1 L’image hante le sujet. Sans vouloir en faire une généralité, nous pouvons observer cliniquement que les addictions alimentaires sont souvent liées à une problématique spéculaire [1], narcissique. À ce sujet, il nous paraît opportun de faire une distinction entre la névrose et la psychose, dans leurs rapports respectifs à la question de l’image et du narcissisme.
L’image spéculaire dans la névrose et son rapport avec la castration
2 Dans la névrose un corps qui n’est pas parfait vient signaler une blessure narcissique, une rencontre avec la castration, insupportable pour le sujet, qui commence à se détester lorsqu’il ne ressemble pas à ce qu’il veut être, à son image idéale : il ne s’aime plus car il n’accepte pas de se voir « décollé » de l’image parfaite de soi, construite au miroir, et à laquelle il s’identifie.
3 Le névrosé souvent va mal à cause de la chute de son image spéculaire : comme l’a bien mis en évidence Freud, la problématique névrotique tourne autour de la castration, castration « imaginaire » [2], car c’est l’image phallique [3] de soi que le sujet a peur de perdre.

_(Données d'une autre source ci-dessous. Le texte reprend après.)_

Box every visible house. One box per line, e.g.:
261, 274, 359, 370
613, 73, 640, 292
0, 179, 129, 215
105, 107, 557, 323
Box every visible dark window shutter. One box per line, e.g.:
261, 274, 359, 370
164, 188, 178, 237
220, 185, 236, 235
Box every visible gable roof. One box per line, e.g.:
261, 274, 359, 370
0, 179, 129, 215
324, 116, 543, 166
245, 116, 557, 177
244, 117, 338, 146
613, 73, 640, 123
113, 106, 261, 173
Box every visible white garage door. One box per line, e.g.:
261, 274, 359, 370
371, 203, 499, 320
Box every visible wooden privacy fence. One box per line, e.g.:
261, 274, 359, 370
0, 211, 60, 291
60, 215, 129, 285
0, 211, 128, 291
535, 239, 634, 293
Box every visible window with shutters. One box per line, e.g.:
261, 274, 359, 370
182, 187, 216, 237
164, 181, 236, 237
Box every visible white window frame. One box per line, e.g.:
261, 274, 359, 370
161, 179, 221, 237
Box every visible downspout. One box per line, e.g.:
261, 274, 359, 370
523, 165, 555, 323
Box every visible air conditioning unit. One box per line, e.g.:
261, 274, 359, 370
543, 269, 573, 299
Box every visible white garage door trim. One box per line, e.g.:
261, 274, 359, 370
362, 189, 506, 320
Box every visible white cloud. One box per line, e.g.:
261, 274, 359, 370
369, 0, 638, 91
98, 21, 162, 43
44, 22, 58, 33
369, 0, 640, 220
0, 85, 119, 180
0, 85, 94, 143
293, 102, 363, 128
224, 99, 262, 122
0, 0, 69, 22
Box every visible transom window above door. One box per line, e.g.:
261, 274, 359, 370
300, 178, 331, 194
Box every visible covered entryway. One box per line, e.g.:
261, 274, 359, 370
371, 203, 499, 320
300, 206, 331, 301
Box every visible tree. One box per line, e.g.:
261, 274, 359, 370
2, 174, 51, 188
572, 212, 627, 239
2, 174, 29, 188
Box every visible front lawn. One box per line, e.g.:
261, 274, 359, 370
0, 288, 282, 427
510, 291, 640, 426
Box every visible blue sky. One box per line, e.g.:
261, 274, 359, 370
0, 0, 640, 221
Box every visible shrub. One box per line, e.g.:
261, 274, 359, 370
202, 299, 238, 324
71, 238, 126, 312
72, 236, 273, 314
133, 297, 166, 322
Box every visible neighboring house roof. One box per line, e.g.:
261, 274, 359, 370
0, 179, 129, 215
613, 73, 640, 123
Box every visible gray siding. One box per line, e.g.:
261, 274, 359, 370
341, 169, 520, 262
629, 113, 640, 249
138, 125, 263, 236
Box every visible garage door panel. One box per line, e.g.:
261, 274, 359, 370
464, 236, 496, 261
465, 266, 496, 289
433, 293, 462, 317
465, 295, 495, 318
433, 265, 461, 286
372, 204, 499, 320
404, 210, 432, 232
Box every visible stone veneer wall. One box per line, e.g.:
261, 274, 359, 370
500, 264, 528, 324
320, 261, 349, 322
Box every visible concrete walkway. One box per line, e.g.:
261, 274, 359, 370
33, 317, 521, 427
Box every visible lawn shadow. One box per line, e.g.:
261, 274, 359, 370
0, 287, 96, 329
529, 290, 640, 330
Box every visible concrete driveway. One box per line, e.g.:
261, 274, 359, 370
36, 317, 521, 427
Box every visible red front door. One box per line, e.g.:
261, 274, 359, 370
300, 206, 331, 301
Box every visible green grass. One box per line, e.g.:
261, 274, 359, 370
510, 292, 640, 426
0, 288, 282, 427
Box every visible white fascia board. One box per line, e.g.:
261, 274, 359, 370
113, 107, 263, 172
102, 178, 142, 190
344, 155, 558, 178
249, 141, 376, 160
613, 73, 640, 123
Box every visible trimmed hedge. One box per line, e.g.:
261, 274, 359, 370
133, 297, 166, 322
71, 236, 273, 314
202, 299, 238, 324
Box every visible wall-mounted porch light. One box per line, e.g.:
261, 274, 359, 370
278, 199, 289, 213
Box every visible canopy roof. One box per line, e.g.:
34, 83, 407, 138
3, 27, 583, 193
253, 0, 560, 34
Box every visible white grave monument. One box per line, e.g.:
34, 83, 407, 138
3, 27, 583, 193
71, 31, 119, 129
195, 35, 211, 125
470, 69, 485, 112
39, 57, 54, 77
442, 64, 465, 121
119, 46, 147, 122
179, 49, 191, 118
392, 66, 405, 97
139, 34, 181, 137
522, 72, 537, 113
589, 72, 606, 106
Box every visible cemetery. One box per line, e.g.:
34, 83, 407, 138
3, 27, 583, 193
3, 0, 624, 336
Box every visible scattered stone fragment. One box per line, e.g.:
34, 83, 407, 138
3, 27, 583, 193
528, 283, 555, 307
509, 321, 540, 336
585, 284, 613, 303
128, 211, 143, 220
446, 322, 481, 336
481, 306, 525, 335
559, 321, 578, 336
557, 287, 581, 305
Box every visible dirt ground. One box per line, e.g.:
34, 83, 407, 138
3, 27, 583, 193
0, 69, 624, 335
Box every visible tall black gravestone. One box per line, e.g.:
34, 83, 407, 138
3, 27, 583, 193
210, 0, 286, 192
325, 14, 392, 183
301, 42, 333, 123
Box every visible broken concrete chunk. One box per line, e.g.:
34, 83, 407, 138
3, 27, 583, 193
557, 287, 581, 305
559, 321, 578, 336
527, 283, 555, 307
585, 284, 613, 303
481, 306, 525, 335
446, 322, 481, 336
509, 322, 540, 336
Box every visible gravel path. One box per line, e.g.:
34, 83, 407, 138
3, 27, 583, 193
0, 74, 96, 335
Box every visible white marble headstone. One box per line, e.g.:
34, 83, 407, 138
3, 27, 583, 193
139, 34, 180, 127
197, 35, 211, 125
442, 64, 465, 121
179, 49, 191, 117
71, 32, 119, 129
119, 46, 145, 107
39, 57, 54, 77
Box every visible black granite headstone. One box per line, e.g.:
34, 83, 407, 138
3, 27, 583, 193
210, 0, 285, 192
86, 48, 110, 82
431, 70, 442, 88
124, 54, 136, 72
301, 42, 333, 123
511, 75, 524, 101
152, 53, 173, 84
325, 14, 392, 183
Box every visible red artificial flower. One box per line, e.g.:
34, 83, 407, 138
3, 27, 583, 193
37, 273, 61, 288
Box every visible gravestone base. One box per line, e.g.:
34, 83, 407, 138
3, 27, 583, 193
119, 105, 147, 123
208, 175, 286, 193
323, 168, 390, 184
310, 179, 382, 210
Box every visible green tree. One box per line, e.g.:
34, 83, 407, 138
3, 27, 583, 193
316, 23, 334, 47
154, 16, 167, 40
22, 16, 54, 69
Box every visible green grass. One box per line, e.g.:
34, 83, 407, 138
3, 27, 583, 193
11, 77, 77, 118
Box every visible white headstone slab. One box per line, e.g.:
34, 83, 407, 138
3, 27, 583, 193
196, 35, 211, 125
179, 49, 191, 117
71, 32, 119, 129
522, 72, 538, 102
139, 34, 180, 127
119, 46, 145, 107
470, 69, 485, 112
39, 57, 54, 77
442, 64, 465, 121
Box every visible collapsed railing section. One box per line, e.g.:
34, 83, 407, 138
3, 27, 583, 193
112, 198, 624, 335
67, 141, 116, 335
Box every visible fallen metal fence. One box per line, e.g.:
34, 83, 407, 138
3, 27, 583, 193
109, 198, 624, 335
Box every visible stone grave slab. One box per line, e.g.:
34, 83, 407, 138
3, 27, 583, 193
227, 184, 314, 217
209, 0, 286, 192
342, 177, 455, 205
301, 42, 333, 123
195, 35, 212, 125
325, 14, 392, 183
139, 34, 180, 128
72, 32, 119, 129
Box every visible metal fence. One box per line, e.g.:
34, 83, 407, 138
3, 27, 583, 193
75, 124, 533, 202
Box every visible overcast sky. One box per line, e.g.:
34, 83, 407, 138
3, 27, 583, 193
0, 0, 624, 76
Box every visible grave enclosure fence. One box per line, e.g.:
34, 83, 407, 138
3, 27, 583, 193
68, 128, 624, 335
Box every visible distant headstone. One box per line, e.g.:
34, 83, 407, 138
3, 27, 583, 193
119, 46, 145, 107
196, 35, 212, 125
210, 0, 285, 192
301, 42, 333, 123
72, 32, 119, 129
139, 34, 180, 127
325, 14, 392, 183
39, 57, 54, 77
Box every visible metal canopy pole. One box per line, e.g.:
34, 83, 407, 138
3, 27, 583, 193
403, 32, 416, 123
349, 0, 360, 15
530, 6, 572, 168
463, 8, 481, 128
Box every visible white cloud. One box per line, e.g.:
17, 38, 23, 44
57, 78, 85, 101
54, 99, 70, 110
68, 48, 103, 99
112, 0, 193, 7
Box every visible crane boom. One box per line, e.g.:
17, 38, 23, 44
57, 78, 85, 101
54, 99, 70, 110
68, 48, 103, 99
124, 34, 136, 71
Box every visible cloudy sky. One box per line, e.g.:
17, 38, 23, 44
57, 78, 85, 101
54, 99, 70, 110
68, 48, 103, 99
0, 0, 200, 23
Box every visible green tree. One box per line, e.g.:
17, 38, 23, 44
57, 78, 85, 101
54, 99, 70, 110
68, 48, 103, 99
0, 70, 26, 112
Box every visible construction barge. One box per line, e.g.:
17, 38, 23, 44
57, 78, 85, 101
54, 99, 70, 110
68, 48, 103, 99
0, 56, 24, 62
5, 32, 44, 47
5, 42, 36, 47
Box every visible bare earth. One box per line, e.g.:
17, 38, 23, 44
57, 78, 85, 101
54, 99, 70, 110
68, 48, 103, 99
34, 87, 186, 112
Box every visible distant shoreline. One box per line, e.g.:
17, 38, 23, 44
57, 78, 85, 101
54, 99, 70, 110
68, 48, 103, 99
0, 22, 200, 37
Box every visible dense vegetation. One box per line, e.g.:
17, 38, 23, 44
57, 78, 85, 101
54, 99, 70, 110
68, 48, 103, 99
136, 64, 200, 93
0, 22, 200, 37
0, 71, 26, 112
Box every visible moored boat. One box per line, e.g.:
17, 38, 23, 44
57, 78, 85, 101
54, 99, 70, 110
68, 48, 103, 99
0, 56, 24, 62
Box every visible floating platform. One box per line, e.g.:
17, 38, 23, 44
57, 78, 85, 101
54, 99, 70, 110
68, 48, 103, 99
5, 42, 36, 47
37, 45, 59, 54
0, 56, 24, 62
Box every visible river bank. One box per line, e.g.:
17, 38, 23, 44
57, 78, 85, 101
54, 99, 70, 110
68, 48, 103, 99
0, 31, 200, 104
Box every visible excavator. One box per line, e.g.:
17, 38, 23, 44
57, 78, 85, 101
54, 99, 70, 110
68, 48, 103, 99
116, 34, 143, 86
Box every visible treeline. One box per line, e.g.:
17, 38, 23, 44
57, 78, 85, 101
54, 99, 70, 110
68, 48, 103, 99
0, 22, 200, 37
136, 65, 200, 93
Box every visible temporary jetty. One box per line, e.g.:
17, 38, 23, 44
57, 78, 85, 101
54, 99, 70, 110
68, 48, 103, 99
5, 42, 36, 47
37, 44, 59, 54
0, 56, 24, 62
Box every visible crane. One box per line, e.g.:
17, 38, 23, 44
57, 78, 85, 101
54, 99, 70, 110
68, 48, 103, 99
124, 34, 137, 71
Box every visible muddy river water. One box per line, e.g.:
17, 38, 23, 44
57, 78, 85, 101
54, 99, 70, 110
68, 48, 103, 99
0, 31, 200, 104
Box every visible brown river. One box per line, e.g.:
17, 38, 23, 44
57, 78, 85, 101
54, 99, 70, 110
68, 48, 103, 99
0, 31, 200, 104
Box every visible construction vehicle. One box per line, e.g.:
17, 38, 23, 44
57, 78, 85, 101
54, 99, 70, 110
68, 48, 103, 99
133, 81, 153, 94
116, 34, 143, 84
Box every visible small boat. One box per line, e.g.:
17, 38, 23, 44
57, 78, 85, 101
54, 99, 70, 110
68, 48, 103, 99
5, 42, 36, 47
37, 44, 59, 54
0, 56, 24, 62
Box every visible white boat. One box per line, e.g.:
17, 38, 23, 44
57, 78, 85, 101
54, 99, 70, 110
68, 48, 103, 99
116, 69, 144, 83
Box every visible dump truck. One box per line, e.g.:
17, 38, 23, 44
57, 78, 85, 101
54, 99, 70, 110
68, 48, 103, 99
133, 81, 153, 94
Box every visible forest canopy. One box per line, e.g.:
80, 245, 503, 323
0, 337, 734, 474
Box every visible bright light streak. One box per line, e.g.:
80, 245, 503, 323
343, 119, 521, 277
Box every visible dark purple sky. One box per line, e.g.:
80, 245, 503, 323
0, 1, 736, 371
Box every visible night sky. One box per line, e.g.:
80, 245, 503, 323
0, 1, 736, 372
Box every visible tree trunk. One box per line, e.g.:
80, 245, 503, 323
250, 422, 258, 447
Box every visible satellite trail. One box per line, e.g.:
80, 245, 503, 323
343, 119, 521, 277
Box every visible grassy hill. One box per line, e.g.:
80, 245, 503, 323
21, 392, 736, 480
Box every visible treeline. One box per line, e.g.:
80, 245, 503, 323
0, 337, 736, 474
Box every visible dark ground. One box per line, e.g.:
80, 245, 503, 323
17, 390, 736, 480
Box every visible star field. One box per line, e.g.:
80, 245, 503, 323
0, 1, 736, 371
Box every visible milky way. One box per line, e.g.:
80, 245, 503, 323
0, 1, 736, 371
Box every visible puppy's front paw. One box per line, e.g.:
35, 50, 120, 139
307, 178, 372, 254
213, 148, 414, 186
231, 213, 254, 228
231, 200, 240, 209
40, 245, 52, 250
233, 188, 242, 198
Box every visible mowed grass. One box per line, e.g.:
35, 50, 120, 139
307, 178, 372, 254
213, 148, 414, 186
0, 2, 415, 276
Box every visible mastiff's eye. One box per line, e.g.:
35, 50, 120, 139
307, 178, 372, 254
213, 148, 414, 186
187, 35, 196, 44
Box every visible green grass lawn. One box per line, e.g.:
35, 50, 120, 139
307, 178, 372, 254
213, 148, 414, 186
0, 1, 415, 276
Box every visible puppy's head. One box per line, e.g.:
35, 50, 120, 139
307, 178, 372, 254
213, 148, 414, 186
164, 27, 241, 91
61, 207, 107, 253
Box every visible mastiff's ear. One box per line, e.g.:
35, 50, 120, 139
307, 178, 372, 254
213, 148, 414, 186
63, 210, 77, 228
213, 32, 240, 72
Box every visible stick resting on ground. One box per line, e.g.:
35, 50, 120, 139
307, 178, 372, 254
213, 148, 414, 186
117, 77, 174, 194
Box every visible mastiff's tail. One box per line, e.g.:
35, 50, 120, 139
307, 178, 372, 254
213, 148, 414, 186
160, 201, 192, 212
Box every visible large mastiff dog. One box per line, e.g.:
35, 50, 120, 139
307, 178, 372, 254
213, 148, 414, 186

4 Pensons au corps phallique de l’hystérique, trop jouissif : le symptôme fait jouir pulsionnellement le sujet en même temps qu’il le met face à sa castration. Comme cette jeune femme qui, chaque fois qu’elle séduit, se sent après dans l’obligation de manger sans arrêt. La grande bouffe lui sert à désinvestir l’identification au phallus lors de sa séduction (elle est hantée par la perfection de son corps et elle déteste l’idée de grossir). Et l’image au miroir en prend un coup, bien sûr.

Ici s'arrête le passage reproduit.